Making sense of Shell's exit from the Permian Basin
Royal Dutch Shell's sale of its Permian Basin assets to ConocoPhillips can't be untethered from how the industry is positioning itself as it faces pressure on climate change.
Catch up fast: The companies announced the $9.7 billion cash deal yesterday afternoon. ConocoPhillips will get 225,000 acres in Texas it expects will produce 200,000 barrels of oil equivalent per day in 2022.

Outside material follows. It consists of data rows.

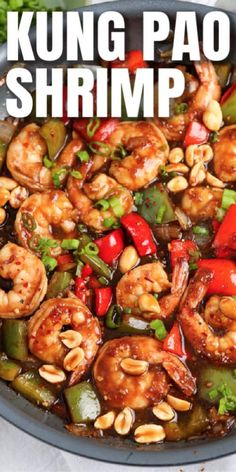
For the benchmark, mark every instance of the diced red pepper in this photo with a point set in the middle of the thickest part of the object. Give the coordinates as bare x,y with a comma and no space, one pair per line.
103,299
225,239
86,271
174,341
80,289
140,232
106,127
196,133
133,61
224,275
111,246
181,250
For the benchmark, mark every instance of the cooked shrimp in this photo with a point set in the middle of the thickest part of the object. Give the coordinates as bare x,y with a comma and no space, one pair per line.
201,203
45,330
225,154
85,197
205,341
29,279
209,89
151,278
120,389
147,150
45,215
25,159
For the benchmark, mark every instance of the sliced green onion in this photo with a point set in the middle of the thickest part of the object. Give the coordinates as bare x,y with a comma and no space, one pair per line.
83,156
116,206
103,204
108,222
201,230
99,148
92,126
91,249
160,214
76,174
49,262
70,244
47,162
228,198
28,221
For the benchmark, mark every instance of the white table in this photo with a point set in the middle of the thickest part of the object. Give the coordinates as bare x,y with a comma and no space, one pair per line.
20,452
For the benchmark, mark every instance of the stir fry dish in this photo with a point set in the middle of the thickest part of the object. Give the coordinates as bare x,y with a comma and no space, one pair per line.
117,265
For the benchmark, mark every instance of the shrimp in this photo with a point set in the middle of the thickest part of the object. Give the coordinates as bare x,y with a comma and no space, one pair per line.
25,159
147,151
86,196
120,389
201,203
209,89
217,347
29,279
45,215
225,154
45,329
151,278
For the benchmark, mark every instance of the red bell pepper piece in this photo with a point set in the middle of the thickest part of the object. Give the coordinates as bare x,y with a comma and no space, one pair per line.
140,232
111,246
80,289
174,341
86,271
104,130
225,239
224,275
133,61
196,133
103,299
181,250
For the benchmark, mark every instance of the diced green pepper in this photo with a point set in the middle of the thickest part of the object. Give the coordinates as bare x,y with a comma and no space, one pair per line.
15,339
211,378
82,402
59,282
154,198
54,133
8,369
34,388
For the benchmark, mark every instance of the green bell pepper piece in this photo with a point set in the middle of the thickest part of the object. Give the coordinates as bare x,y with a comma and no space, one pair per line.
8,369
15,343
34,388
82,402
156,203
54,133
59,282
211,378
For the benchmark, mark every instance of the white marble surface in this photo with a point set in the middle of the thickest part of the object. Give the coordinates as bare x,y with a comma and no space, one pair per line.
20,452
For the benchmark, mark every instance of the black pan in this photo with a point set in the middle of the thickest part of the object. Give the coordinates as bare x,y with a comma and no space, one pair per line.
48,427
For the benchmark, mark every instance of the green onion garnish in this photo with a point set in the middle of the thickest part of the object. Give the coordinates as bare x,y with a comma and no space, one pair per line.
92,126
201,230
70,244
83,156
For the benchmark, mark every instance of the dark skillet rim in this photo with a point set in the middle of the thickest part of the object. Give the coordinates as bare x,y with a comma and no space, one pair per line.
174,454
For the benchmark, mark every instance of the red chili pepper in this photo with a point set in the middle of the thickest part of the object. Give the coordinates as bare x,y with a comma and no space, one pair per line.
106,127
181,249
174,341
111,246
133,61
140,232
86,271
224,275
196,133
225,239
80,289
103,299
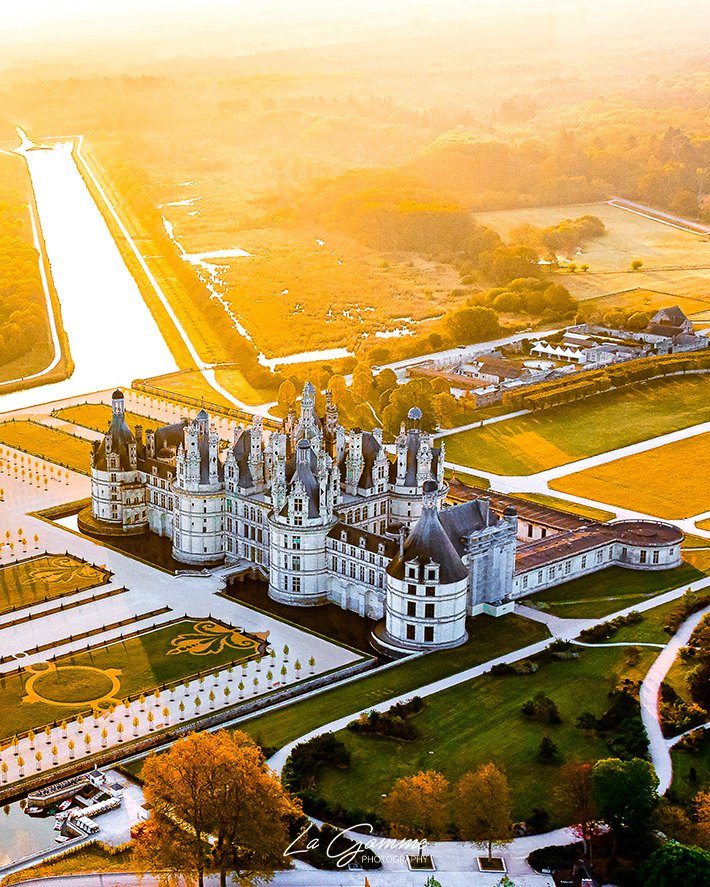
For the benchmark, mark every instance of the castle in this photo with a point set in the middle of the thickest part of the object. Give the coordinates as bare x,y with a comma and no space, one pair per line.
326,514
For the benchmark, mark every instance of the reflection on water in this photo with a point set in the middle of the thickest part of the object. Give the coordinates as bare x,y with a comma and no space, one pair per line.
22,835
112,335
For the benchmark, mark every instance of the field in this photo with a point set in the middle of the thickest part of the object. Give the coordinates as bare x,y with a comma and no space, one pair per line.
45,578
671,482
101,676
609,590
574,431
98,417
473,723
488,638
47,443
667,253
595,514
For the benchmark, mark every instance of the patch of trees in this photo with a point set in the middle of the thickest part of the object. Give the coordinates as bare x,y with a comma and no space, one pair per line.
394,723
620,726
563,238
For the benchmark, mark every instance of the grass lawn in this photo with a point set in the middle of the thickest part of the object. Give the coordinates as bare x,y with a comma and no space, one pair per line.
669,482
488,638
92,857
683,761
574,431
45,578
50,444
98,417
609,590
479,721
596,514
100,676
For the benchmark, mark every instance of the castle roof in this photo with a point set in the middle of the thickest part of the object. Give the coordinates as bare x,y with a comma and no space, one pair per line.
121,438
428,543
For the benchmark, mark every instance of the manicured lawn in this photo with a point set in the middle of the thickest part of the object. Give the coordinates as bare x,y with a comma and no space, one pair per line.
47,443
488,638
595,514
98,417
45,578
609,590
93,857
480,721
669,482
683,761
574,431
98,677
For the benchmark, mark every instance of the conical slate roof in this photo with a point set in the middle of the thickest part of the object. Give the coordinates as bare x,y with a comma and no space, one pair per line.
429,543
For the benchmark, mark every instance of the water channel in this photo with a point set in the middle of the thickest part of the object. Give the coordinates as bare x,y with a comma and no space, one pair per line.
112,335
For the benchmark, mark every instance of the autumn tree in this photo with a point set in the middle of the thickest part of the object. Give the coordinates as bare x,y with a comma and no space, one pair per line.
214,806
286,396
418,807
625,794
482,807
575,795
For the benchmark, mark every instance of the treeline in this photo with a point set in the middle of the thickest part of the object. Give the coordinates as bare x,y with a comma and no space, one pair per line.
566,390
23,315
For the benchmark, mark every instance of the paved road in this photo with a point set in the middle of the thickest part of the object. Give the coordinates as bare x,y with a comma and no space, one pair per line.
658,744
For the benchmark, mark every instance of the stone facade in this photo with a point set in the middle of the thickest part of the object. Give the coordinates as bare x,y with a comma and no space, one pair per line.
327,515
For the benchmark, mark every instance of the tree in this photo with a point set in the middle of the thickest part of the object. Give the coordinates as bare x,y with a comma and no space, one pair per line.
675,864
483,808
625,793
417,806
575,795
214,806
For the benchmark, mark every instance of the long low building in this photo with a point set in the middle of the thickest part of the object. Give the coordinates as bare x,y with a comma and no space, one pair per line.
326,515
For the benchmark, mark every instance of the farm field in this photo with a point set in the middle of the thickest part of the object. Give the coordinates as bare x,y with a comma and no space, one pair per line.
596,514
488,638
563,434
650,482
45,578
98,416
102,676
479,721
629,236
609,590
47,443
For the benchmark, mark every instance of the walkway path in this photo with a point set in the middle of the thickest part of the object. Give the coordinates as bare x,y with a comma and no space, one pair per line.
658,744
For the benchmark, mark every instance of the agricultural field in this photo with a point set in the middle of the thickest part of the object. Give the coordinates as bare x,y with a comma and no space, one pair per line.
668,254
670,482
609,590
103,676
45,578
47,443
488,638
98,416
595,514
564,434
479,721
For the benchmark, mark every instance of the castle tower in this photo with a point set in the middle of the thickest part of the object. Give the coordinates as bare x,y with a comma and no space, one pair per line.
426,599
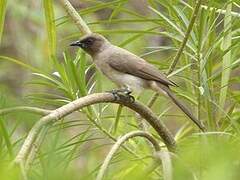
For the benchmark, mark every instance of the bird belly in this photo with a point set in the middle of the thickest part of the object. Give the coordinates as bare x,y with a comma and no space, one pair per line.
126,80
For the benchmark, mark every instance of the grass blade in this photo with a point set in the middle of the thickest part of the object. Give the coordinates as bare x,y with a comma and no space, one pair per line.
226,43
50,26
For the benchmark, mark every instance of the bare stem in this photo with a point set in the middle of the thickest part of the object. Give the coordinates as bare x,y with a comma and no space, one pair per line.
80,23
117,145
25,108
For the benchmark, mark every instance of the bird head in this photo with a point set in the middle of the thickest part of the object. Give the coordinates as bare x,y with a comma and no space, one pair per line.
92,43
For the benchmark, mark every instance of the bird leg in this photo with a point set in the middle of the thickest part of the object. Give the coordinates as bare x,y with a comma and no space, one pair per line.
123,92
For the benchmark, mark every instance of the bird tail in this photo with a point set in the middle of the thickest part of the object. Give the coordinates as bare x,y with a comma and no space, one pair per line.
159,88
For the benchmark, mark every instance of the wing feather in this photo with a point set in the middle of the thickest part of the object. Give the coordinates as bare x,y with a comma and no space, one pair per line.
127,62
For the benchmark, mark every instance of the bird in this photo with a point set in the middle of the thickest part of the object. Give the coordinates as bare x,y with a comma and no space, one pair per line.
129,71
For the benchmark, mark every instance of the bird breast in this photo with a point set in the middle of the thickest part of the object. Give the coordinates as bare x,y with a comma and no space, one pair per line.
119,78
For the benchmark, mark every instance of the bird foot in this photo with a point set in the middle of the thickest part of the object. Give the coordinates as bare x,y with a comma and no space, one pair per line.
122,93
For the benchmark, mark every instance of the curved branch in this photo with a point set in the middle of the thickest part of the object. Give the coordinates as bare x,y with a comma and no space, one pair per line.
82,26
117,145
67,109
25,108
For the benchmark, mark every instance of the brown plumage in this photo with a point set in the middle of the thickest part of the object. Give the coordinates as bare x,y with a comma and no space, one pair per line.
128,70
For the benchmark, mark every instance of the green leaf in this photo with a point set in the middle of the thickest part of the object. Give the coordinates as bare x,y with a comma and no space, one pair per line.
227,57
50,26
3,5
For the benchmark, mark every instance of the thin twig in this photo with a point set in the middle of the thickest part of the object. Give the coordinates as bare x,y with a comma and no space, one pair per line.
82,26
117,145
180,50
25,108
165,158
67,109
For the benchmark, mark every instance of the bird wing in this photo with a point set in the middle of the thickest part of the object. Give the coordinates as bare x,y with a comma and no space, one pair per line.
126,62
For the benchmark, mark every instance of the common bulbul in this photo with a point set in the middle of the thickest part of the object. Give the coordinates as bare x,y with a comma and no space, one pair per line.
129,71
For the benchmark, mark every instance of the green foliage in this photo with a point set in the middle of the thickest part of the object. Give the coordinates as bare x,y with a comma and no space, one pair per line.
75,147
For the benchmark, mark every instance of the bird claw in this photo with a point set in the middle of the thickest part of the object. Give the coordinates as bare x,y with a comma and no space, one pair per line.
124,93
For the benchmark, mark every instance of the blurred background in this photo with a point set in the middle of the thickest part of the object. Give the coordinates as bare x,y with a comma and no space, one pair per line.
39,69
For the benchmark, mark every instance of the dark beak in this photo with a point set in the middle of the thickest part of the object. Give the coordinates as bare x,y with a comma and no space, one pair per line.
76,43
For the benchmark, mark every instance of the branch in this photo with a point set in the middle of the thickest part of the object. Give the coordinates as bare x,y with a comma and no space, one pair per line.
80,23
25,108
180,51
67,109
165,158
119,143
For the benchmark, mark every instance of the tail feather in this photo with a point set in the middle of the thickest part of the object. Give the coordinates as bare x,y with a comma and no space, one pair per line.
168,91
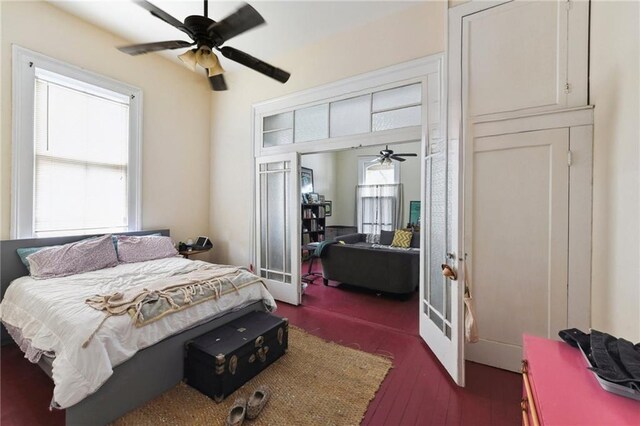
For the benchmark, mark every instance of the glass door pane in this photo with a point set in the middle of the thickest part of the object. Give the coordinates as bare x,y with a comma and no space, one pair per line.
277,262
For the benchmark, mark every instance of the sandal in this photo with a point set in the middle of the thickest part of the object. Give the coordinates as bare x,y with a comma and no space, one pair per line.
257,401
237,413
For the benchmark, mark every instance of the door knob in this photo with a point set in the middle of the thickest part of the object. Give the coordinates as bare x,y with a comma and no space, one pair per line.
448,272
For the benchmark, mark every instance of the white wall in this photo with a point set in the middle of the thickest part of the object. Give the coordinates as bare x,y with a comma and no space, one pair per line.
615,92
176,126
413,33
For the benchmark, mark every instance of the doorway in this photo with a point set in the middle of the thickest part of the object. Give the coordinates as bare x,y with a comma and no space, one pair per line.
344,182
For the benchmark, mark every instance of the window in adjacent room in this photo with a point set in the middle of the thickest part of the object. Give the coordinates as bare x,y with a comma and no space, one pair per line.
378,195
85,148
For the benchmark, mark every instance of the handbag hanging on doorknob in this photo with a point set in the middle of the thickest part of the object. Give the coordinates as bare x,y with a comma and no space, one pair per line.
470,325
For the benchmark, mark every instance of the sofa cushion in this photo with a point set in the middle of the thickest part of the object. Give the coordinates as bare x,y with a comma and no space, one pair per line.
401,238
415,240
386,237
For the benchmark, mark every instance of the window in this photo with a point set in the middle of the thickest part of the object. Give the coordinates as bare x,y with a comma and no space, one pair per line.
378,195
372,172
77,151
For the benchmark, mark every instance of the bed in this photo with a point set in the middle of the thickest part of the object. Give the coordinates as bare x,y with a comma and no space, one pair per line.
147,374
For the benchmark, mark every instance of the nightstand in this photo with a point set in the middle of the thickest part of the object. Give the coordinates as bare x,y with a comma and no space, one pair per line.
187,253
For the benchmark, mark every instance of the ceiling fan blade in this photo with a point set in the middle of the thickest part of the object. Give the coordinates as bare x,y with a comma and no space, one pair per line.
255,64
217,83
139,49
161,14
243,19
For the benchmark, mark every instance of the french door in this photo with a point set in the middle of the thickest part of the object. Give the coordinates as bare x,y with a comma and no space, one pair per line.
441,313
277,225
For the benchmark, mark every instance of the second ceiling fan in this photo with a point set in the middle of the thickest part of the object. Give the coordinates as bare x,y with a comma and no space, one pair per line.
208,35
386,155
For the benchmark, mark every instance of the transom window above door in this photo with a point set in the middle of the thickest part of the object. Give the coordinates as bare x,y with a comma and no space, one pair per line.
372,112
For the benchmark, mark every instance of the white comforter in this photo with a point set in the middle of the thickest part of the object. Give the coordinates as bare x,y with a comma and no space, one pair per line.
53,315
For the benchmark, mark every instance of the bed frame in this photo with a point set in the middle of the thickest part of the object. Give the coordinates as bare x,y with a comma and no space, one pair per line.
146,375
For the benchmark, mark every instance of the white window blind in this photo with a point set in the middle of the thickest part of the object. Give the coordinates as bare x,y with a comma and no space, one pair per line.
81,168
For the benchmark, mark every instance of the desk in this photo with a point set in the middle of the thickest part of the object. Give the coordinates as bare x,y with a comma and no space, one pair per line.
310,276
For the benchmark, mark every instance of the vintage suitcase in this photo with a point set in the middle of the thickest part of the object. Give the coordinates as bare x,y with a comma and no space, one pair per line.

The big picture: The deal comes as Shell, like other European majors, is moving to diversify its business into low-carbon sectors. The company says its oil production likely peaked in 2019.
- "The shift in focus among the industry’s largest players seems to be creating opportunities for Conoco, which remains more aligned with traditional oil and gas production," Andrew Dittmar, senior M&A analyst at Enverus, said in a note.
- ConocoPhillips said in the deal announcement that it's also boosting its 2030 goals for cutting emissions intensity — that is, emissions per unit of output.
- Northland Capital Markets analyst Subash Chandra tells the Wall Street Journal that environmental issues are becoming a more important part of oil patch deals.
- "Shell doesn’t want to sell to someone who is going to make them look bad on their ESG metrics even after the sale," he said.
The intrigue: "Shell has been under pressure to accelerate its strategy for the energy transition after a Dutch court ruled that the company must sharply reduce its CO2 emissions this decade," Argus Media notes of the May decision.
Yes, but: Bloomberg unpacks Shell's decision to send $7 billion of the proceeds from the Permian deal back to shareholders even as some European peers spend big on renewables projects.